The promise of linear DNA
“We dipped our toes in the pharmaceutical waters by presenting a poster and exhibiting at a global vaccine conference. We were overwhelmed by the strength of the audience response,” he recalls. The industry was grounded in plasmid production, so the realization that linear DNA could be produced at scale was an epiphany, he declares. By the time LineaRx was founded, its parent company had about a year’s experience in the pharmaceutical industry and already had shipped several thousand milligrams of linear DNA for both diagnostic and therapeutic applications.
Linear DNA that is short and nonfunctional scales well for industrial applications, but when linear DNA technology is translated to the life sciences industry, maintaining scalability is just one challenge. Amplicons need to be large enough to approximate the length of actual genes and to contain the control mechanisms allowing the DNA to be expressed in cells.

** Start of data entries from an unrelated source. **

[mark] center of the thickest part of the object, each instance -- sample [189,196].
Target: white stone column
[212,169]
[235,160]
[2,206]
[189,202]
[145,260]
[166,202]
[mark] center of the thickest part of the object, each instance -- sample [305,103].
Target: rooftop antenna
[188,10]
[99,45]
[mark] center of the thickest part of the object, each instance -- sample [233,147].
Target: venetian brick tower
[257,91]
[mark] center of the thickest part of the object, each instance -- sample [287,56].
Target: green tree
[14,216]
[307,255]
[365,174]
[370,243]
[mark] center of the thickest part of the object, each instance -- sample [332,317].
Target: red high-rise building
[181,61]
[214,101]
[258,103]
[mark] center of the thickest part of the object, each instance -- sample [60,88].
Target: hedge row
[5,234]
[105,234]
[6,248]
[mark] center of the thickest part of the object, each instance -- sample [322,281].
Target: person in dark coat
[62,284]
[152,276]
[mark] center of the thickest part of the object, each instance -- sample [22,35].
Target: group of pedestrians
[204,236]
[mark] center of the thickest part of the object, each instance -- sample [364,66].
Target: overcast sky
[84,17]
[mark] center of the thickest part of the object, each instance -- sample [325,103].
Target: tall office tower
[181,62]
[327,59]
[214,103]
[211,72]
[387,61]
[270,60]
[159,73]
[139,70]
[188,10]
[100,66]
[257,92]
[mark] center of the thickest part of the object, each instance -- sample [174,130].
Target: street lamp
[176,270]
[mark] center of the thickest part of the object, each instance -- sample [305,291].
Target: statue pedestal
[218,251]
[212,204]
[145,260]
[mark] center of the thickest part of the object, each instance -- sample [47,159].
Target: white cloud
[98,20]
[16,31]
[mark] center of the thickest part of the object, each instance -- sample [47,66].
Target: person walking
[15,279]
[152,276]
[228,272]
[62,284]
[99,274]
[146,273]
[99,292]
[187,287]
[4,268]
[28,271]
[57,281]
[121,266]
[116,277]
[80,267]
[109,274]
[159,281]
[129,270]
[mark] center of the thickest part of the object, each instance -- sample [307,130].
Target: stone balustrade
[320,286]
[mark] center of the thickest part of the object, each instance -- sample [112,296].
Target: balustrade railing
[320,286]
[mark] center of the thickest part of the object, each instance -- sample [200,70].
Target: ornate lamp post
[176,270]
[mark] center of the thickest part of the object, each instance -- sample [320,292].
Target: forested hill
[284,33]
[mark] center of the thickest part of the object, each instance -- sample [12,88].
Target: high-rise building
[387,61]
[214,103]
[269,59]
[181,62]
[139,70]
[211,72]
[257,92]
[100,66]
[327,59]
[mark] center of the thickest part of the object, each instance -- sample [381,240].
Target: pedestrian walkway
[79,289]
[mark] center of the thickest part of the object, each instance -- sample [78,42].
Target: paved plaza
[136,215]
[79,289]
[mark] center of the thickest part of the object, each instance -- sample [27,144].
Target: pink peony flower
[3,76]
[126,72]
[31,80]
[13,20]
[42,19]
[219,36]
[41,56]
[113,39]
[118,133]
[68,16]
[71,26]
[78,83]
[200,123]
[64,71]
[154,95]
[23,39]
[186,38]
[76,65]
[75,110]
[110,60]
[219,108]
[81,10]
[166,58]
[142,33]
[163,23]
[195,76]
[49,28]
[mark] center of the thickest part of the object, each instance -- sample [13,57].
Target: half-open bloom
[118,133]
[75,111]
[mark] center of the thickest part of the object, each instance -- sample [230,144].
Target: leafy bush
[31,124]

Those goals appear to have been achieved. As Hayward says, “We believe our linear DNA approach will yield more transcripts and protein per molecule of DNA, and that they’ll also survive longer in vivo.”
Early-stage therapeutic programs
LineaRx has two therapeutic programs in early-stage development. The lead program, an anti-DC19b CAR T-cell therapy, “has been in the clinic in Asia, where it was delivered successfully by both plasmid and retroviral vectors,” Hayward assents. “We acquired the rights to develop a linearized form for use in the United States. We’re working quickly to demonstrate the effectiveness of this approach.” It is based upon assembling effective constructs to generate high expression and high signal transduction in T cells. “There’s every expectation this will prove relevant to both solid and hematologic tumors,” he insists.

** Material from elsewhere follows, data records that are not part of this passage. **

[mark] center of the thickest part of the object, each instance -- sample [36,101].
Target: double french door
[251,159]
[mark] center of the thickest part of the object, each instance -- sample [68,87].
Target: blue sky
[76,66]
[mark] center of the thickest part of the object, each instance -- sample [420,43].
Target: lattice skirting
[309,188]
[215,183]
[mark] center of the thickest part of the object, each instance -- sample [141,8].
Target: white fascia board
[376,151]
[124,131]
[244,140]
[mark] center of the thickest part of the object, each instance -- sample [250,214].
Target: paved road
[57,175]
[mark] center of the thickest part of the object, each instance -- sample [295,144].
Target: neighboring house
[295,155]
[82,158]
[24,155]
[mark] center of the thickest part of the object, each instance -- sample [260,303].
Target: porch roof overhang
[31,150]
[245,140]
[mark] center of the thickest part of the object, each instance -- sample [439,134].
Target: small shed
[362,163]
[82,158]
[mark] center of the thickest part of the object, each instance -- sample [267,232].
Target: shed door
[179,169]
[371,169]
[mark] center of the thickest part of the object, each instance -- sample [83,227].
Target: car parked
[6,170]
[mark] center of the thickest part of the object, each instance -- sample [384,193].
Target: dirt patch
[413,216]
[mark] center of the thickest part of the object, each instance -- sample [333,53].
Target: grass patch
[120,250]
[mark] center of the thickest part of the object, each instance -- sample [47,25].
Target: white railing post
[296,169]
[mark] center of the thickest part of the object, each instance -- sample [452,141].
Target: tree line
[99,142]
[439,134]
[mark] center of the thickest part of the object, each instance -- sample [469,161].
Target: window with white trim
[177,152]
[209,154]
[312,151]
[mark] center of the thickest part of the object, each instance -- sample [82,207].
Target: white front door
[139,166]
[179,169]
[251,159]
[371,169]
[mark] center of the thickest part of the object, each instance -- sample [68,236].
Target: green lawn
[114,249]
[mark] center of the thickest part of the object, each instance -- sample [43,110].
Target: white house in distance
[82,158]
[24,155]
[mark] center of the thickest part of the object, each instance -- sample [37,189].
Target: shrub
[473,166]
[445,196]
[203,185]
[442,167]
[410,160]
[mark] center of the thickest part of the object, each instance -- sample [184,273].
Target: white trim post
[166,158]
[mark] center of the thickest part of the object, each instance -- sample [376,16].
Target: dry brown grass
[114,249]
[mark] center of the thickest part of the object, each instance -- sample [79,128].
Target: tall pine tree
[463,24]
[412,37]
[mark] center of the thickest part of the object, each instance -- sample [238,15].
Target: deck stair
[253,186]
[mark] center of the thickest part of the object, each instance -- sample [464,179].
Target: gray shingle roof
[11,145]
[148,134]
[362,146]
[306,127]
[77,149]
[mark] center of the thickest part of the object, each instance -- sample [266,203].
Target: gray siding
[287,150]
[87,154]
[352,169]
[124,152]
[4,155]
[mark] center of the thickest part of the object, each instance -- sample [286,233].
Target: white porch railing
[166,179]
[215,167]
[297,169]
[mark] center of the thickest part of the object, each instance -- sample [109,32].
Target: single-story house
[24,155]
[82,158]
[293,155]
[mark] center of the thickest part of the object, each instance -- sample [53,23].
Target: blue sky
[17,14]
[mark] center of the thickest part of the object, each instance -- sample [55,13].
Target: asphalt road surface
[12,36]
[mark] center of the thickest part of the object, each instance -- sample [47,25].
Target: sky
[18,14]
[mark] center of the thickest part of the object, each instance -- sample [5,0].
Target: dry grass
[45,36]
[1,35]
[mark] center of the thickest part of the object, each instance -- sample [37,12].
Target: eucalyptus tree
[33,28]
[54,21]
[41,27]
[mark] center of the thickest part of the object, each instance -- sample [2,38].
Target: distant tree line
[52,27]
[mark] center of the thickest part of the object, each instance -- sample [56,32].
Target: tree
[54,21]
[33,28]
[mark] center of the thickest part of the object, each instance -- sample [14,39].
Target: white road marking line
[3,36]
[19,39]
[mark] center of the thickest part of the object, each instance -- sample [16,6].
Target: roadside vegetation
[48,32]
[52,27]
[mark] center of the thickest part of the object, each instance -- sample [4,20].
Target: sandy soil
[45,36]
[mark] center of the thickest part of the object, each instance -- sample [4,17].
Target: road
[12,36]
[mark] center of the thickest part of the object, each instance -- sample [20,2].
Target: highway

The other preclinical program, a nucleic acid–based cancer vaccine targeting the overexpression of telomerase, has shown immunogenicity in mice. It is being developed in partnership with Takis Biotech and EvviVax for applications in cats and dogs. This approach helps the vaccine accumulate data before it is translated to human trials.
LineaRx also is developing a concept for adoptive cell therapies. The basic premise is to place artificial intelligence–enabled, DNA-producing PCR devices in hospitals throughout the United States. Adhering to cGMP standards, local clinicians could use these devices to replicate the genes needed for their patients’ gene therapies. “That opens the opportunity for fast, highly personalized cell therapies,” he says. Still in its early stages, this therapy will need a large pharma partner for development and commercialization.
While advancing these programs, LineaRx continues working as a CRO/CMO. In November, for example, it announced a shipment of linear DNA to Technogenetics for use in kits to detect autoimmunity and infectious disease.
“It’s very exciting to us to bring value to patients and to the supply chain in large, complex ecosystems like textiles, cannabis, and pharmaceuticals,” Hayward says. Applied DNA Sciences and LineaRx provide a two-pronged approach to a global problem.
First, Applied DNA Sciences provides the tracking technology to verify that the product that’s delivered actually is the product the customer paid for. The World Health Organization estimated in 2017 that 10% of medical products in low- and middle-income countries are “substandard or falsified.” “Their impact on morbidity and mortality can justifiably be characterized as a disease state!” Hayward adds. Molecular tagging goes a long way toward preventing much of that harm.
Then, LineaRx takes therapeutics another step further by developing a form of DNA that has the potential to make cancer, immune, and gene therapy, more accessible. “There’s a range of opportunities,” Hayward observes.